So besehen stellt § 24 Abs. 3 lit. d StVO. eine das erlaubte Risiko (zeitmäßig) begrenzende Norm dar, die gezielt der mit der Dauer des Parkens wachsenden Gefahr von Unfällen der eingangs beschriebenen Art entgegenwirken will. Es kann daher daraus, daß das Gesetz das (kurzfristige) Halten auf solchen Fahrbahnteilen erlaubt und sich der Unfall möglicherweise auch bei einem solchen ereignet hätte - anders als das Berufungsgericht vermeint - nicht auf einen fehlenden Risikozusammenhang geschlossen werden.

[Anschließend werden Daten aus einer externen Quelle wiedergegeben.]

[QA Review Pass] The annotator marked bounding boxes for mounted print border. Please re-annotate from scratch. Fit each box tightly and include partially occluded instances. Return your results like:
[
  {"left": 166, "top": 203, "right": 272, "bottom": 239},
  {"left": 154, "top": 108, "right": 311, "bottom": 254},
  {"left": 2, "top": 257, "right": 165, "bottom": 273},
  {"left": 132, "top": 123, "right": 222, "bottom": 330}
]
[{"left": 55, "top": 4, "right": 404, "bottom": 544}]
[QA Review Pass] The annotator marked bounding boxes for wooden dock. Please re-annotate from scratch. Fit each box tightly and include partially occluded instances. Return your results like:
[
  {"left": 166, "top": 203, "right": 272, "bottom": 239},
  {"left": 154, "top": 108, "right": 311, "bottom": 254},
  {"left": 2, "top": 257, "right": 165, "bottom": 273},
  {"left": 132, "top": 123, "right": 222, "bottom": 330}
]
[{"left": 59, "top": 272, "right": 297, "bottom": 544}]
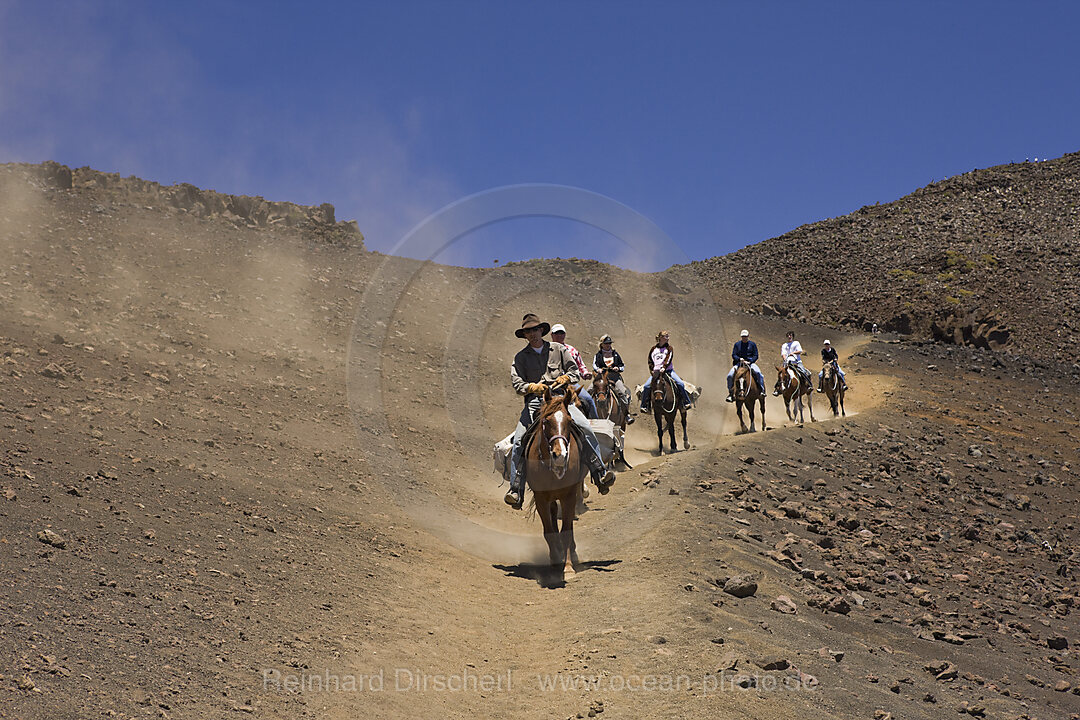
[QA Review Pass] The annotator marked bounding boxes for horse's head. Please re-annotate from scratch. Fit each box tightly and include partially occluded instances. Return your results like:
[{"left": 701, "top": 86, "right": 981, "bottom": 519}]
[
  {"left": 540, "top": 388, "right": 577, "bottom": 478},
  {"left": 772, "top": 365, "right": 787, "bottom": 393},
  {"left": 821, "top": 361, "right": 839, "bottom": 384},
  {"left": 593, "top": 370, "right": 608, "bottom": 403}
]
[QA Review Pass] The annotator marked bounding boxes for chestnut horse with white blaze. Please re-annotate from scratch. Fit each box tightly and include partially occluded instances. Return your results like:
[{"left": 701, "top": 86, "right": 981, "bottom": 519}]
[
  {"left": 772, "top": 365, "right": 818, "bottom": 424},
  {"left": 650, "top": 370, "right": 690, "bottom": 454},
  {"left": 821, "top": 361, "right": 847, "bottom": 418},
  {"left": 525, "top": 388, "right": 589, "bottom": 578},
  {"left": 731, "top": 359, "right": 765, "bottom": 433}
]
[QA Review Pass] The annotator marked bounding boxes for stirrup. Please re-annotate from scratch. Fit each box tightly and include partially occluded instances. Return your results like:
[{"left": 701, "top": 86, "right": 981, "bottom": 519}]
[{"left": 593, "top": 470, "right": 615, "bottom": 495}]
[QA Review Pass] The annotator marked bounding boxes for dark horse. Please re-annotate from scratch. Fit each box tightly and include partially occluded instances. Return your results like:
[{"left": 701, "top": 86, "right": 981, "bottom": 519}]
[
  {"left": 525, "top": 388, "right": 589, "bottom": 578},
  {"left": 772, "top": 365, "right": 816, "bottom": 424},
  {"left": 586, "top": 369, "right": 633, "bottom": 470},
  {"left": 732, "top": 359, "right": 765, "bottom": 433},
  {"left": 592, "top": 369, "right": 629, "bottom": 432},
  {"left": 821, "top": 361, "right": 847, "bottom": 418},
  {"left": 650, "top": 370, "right": 690, "bottom": 454}
]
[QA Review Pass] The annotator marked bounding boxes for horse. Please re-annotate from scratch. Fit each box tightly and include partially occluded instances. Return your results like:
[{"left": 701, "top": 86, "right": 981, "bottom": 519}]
[
  {"left": 650, "top": 370, "right": 690, "bottom": 454},
  {"left": 732, "top": 359, "right": 765, "bottom": 433},
  {"left": 772, "top": 365, "right": 818, "bottom": 424},
  {"left": 593, "top": 369, "right": 629, "bottom": 432},
  {"left": 821, "top": 361, "right": 847, "bottom": 418},
  {"left": 592, "top": 369, "right": 633, "bottom": 468},
  {"left": 525, "top": 388, "right": 589, "bottom": 578}
]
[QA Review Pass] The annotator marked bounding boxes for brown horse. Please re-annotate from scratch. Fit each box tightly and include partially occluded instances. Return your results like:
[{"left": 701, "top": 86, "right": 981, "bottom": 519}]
[
  {"left": 772, "top": 365, "right": 818, "bottom": 424},
  {"left": 585, "top": 369, "right": 633, "bottom": 470},
  {"left": 650, "top": 370, "right": 690, "bottom": 454},
  {"left": 821, "top": 361, "right": 847, "bottom": 418},
  {"left": 525, "top": 388, "right": 589, "bottom": 578},
  {"left": 731, "top": 359, "right": 766, "bottom": 433}
]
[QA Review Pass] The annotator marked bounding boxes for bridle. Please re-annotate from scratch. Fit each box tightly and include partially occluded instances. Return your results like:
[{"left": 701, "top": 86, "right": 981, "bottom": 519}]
[
  {"left": 652, "top": 370, "right": 677, "bottom": 415},
  {"left": 540, "top": 410, "right": 570, "bottom": 479}
]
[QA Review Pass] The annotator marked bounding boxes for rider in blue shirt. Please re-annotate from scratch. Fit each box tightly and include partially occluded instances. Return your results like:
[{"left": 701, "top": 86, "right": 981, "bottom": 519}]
[{"left": 727, "top": 330, "right": 765, "bottom": 403}]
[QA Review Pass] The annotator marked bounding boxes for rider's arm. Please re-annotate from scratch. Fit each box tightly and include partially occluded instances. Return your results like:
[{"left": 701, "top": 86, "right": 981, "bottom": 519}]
[
  {"left": 561, "top": 345, "right": 581, "bottom": 385},
  {"left": 510, "top": 357, "right": 531, "bottom": 395}
]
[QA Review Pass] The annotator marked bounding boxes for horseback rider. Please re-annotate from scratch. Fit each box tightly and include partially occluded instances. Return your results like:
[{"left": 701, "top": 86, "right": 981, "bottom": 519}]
[
  {"left": 503, "top": 313, "right": 615, "bottom": 510},
  {"left": 725, "top": 330, "right": 765, "bottom": 403},
  {"left": 642, "top": 330, "right": 692, "bottom": 412},
  {"left": 773, "top": 330, "right": 812, "bottom": 394},
  {"left": 551, "top": 323, "right": 598, "bottom": 419},
  {"left": 818, "top": 340, "right": 848, "bottom": 393},
  {"left": 593, "top": 334, "right": 634, "bottom": 425}
]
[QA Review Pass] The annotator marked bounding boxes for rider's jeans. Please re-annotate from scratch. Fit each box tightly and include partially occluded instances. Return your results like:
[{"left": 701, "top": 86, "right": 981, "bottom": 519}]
[
  {"left": 728, "top": 363, "right": 765, "bottom": 393},
  {"left": 510, "top": 396, "right": 604, "bottom": 490},
  {"left": 642, "top": 370, "right": 690, "bottom": 403},
  {"left": 818, "top": 365, "right": 848, "bottom": 382}
]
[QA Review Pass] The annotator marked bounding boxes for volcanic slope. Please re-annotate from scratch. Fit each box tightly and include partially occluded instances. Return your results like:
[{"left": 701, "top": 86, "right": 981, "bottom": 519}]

Da sich die zur Aufhebung des schuldigsprechenden erstinstanzlichen Urteils führende Gesetzesverletzung durch das Berufungsgericht jedenfalls nicht zum Nachteil des Beschuldigten auswirkt, mußte es bei ihrer Feststellung sein Bewenden haben. Durch diese wird die Bindung des Erstgerichtes an die - nach dem Gesagten verfehlte - Rechtsansicht des Berufungsgerichtes nicht beseitigt (siehe dazu § 447 Abs. 1, 293 Abs. 2 StPO;
vgl. JBl. 1982, 103). Demzufolge wird das Erstgericht im fortgesetzten Verfahren einen Schuldspruch - bei in tatsachenmäßiger Hinsicht gleichgelagertem Sachverhalt und Vorliegen der sonstigen Voraussetzungen für die (objektive und subjektive) Erfolgszurechnung, die selbst bei gegebenem Risikozusammenhang nicht vorliegen müssen -
nur auf allfällige, im Sinne des aufhebenden Urteils des Berufungsgerichtes zu prüfende (weitere) Sorgfaltsverstöße des Angeklagten in bezug auf die ihm mit Bescheid des Amtes der NÖ. Landesregierung vom 21.Mai 1974, Zl. GB/2-3002/91-1974 (erliegend unter ONr. 19 im bezirksgerichtlichen Akt), auferlegten Pflichten im Falle einer Teilnahme am Straßenverkehr mit dem gegenständlichen Fahrzeug stützen können.